My neighborhood, certified shark free since 1954.
http://www.housing.ucdavis.edu/housing/apartments_orchard_solano.asp

Since what we care about in babies is bifidobacteria, I (together with lots of help from lab members) designed and validated a method that will tell us what species of bifidobacteria are in a baby, since NGS won't do that right now. Since different species of bifidobacteria have different genes that do different things, this will let us test lots of different hypotheses about why bifidobacteria are so common in infant guts, what they do in that environment, and what health effects they have. The method involves taking the DNA from the bacteria in the environment and cutting it with special DNA-cutting enzymes called restriction endonucleases. The enzymes cut the DNA from different species of bifidobacteria in different places, which lets us quickly and cheaply tell them apart from each other by looking at the sizes of the pieces.
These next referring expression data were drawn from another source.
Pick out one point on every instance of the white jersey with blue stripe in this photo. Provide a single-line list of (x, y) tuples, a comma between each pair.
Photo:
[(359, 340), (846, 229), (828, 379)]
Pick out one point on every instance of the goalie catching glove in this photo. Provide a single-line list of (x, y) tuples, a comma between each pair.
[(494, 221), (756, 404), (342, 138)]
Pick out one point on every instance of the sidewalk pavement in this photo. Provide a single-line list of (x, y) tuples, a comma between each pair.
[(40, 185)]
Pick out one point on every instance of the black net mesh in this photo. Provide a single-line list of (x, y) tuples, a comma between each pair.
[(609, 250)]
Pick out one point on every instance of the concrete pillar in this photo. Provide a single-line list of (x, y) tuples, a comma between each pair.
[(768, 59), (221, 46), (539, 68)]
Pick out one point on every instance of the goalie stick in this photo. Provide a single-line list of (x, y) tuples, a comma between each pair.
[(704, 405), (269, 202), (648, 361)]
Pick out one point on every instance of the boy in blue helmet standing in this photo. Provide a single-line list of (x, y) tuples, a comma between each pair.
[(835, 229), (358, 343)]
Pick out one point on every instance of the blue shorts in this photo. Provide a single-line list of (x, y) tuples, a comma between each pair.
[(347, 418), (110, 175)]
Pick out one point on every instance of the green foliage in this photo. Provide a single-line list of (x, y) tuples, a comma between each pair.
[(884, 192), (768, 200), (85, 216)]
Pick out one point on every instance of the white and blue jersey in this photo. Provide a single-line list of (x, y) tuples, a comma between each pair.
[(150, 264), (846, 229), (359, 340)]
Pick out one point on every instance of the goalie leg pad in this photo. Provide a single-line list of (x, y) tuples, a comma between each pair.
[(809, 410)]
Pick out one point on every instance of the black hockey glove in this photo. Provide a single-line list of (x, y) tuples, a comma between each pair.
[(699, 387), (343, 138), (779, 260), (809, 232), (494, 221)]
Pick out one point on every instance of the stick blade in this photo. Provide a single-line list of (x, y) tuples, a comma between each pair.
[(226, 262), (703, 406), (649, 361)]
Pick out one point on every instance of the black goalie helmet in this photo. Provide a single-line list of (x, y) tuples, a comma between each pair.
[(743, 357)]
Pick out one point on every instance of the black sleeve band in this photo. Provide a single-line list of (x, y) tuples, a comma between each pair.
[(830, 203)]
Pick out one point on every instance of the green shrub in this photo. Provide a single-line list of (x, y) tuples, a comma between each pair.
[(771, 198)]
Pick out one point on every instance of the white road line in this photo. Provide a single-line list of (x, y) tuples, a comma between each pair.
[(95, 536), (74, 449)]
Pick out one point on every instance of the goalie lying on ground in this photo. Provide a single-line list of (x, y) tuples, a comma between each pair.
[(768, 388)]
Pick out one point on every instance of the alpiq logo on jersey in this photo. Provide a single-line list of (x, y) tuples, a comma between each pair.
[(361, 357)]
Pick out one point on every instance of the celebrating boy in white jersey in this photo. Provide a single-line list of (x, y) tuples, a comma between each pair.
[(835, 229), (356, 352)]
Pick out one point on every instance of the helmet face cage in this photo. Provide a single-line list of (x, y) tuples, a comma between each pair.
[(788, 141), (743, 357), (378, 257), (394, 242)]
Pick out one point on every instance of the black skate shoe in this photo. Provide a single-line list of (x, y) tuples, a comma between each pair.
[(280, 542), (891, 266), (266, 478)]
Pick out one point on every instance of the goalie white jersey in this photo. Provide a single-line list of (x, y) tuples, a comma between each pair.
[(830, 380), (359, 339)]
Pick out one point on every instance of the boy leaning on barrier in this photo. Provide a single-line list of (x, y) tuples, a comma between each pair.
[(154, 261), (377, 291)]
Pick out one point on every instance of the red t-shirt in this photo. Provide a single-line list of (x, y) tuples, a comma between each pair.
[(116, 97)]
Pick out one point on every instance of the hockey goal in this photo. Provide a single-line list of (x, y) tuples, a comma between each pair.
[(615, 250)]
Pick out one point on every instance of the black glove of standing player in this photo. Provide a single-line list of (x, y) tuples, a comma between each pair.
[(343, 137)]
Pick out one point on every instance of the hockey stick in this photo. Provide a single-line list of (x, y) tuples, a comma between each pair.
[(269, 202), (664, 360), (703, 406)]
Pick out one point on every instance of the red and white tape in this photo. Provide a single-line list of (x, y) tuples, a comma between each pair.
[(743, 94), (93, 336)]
Next-generation sequencing methods are constantly improving, and might shortly make doing this unnecessary for lots of purposes, but the lab I am in didn't want to wait for that improvement to answer some important questions. We are using this technique as a part of several other studies now.

If you'll indulge me in some inside baseball of science, I want to note that we ended up submitting this paper twice, to two different journals. The first submission was rejected for reasons that (in my opinion, from my communications with the editor) had less to do with the scientific validity of the paper, and were more about it not being "important" enough for that particular journal to publish. This first journal (which is in the same prestige "tier" as Anaerobe) has the right to do that of course, but it slowed down the publication of the paper. We made some very minor changes (emphasizing how the method is complementary to NGS approaches) and resubmitted to Anaerobe. Anaerobe accepted the paper directly after hearing from the peer-reviewers, who had "no substantive comments" (we didn't need to make any changes). Several of my co-authors on the paper commented that that had never happened to them in their publishing careers, to have a paper accepted with no revisions (and they have a combined 40+ years of publishing under their belts.)

I say this not to out of indignation or a need to be publicly vindicated (since everyone usually thinks their papers are good and should be accepted), but to point out the somewhat capricious nature of scientific publishing. It makes me appreciate the PLoS One model of publishing everything technically sound regardless of perceived importance even more. For those of you who want to read my paper, Anaerobe has a pay wall, so unless you have a subscription (or are part of an organization that does) you may have some trouble. Another point for open access publishing. Here is a PubMed link.


*Note- Hat tip to Jonathan Eisen for the idea of a "Story Behind the Paper" series.



1 comment:

  1. I am a bit obsessed with breastfeeding as that is what I focused on with my internship in public health so I am SO excited to see this! Way to go! Excited to hear more!